Keywords

These keywords were added by machine and not by the authors. This process is experimental and the keywords may be updated as the learning algorithm improves.

1 Introduction

In recent years, organizations and governments have made large volumes of useful Open Data available on the web. Publishers frequently release the data under a license that allow anyone to use, reuse and redistribute it. This allows interested stakeholders to analyze the data, put it in a new context, gain insights, and create innovative services. Using Vienna Open Government Footnote 1 data, for example, one can easily find Points of Interest (POI) such as public barbecue areas or bathing areas at the shores of the Danube River; from the LinkedGeoData Footnote 2 repository, a tourist can find POIs all over the world, accessible as Linked Data. Open Data, particularly if published as Linked Open Data (LOD) in an interlinked, structured and machine-understandable manner, has large potential to inform decisions and solve problems.

However, end users are not able to directly access, explore, and combine different sources to satisfy their information needs or support their everyday decision-making due to a number of technological barriers: (i) Users do not know where to find the required data sources; (ii) provided that they are aware of appropriate sources, they frequently do not have the means and skills to access them; and (iii) if users are able of collecting raw data from various sources, they are typically not capable of performing the necessary data processing and data integration tasks manually.

Therefore, end users can not, as yet, tap the potential of Open Data, but rather have to rely on applications built by others. Research into End User Programming aims to emancipate users from this dependence upon programmers and allow them to satisfy their individual needs with limited up-front learning time investment [10]. In this research tradition, widget-based mashups were developed as a visual programming paradigm that allows end users to compose ad-hoc applications by combining available widgets. Such applications use “content from more than one source to create a single new service displayed in a single graphical interface” [3], thereby increasing the value of existing data.

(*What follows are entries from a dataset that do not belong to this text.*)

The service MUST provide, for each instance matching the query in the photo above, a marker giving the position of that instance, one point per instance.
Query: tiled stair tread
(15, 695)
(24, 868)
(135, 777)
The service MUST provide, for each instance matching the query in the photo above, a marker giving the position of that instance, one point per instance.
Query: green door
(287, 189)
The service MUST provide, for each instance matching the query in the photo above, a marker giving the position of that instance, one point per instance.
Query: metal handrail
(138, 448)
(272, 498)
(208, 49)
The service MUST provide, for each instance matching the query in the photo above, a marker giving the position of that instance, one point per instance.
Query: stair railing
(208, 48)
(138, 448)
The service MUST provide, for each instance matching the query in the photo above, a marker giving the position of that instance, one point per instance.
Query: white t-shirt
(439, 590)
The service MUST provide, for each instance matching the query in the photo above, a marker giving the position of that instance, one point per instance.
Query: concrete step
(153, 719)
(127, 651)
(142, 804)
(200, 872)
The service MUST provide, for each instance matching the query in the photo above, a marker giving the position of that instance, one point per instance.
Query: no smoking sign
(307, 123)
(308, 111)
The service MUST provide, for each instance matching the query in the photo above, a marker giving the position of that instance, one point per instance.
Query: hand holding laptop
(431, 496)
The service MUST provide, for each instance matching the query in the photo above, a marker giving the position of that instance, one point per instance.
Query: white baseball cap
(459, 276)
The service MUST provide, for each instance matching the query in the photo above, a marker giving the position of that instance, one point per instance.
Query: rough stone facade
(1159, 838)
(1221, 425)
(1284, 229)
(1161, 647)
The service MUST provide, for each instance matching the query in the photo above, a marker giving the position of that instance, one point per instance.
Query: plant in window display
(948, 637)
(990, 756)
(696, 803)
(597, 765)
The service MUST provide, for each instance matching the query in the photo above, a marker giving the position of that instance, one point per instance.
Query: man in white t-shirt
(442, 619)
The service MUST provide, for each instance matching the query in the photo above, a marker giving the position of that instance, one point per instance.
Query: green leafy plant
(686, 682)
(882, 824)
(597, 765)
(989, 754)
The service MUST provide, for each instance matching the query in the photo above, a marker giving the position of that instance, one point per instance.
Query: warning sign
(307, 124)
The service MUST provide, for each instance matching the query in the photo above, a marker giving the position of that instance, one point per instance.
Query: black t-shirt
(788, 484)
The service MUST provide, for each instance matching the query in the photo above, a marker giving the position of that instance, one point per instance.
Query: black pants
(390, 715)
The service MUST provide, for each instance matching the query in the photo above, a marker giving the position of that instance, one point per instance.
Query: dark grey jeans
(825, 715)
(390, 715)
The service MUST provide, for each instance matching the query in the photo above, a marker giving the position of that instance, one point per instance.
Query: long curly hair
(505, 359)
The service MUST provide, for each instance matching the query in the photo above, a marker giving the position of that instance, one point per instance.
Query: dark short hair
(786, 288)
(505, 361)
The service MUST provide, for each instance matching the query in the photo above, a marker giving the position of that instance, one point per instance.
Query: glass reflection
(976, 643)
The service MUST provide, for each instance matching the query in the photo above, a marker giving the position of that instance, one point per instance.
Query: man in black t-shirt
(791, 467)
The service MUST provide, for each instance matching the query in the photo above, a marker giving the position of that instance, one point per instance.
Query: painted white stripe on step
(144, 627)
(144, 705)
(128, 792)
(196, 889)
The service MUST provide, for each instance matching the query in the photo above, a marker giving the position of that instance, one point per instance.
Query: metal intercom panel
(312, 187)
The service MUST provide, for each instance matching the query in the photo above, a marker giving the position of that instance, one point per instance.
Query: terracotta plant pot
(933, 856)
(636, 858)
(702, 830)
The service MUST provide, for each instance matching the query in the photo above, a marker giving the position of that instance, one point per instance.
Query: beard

Following a widget-based mashup approach, we have developed a Linked Widgets platformFootnote 3 that aims to (i) provide universal practical utility without restrictions on domain or data sources, (ii) allow users to combine multiple Open Data sources and leverage their joint value, and (iii) allow novice users to analyze, integrate and visualize data.

The platform is built upon Semantic Web technologies and its design follows three guiding principles: openness, connectedness, and reusability. Openness distinguishes the platform from similar approaches and is the key for achieving our first objective, i.e., the capability to deal with various data sources. This openness should encourage developers to implement and add new widgets to the platform. End users can reuse and connect these widgets to collect, integrate, and combine data from different sources in a dynamic and creative manner.

To achieve the second goal, we use a graph-based model to semantically describe the input and output of a widget. The platform uses the annotated models to provide semantic search, data model matching, and auto composition. Semantic search is a mechanism for the discovery of widgets that help solve a given information problem. Data model matching allows the platform to highlight compatible widgets (i.e., signal the user which widgets can be connected). Auto composition is an innovative approach to compose complete applications automatically from a set of widgets. Research on the latter is still in an early stage of development and beyond the scope of this paper.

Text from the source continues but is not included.